Le differenze sono note, basta guardare bene. Ho visto tanti commuoversi quando Francesco chiedeva a Dio di non abbandonarci, ma non li ricordo versare lacrime quando il pazzo, il pezzente, lo sfrattato chiedevano la stessa cosa prima della pandemia, e ottenevano il disprezzo di chi oggi è rimasto incollato allo schermo la sera del silenzio.

Non usciremo migliori da questa tragedia. Ne usciremo disincantati.

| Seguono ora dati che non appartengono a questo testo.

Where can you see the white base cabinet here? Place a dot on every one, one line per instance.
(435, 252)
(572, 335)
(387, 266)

Forzatamente abbiamo montato quelli lenti fatte di cinismo che è andato oltre gli orpelli delle buone maniere, dei come va e del ‘ti saluto cordialmente’. La pasta degli uomini appare oggi per quello che è, dopo i paludamenti del tempo dell’abbondanza. Di certo non avremo più scuse, e avremo riconosciuto le canaglie per quello che sono, gli uomini per quello che sono. Sarà la fine delle smancerie, fatto salvo per coloro i quali ne hanno bisogno per sopravvivere. Per alcuni nulla cambierà. All’osso andavano prima, e lì continueranno a puntare.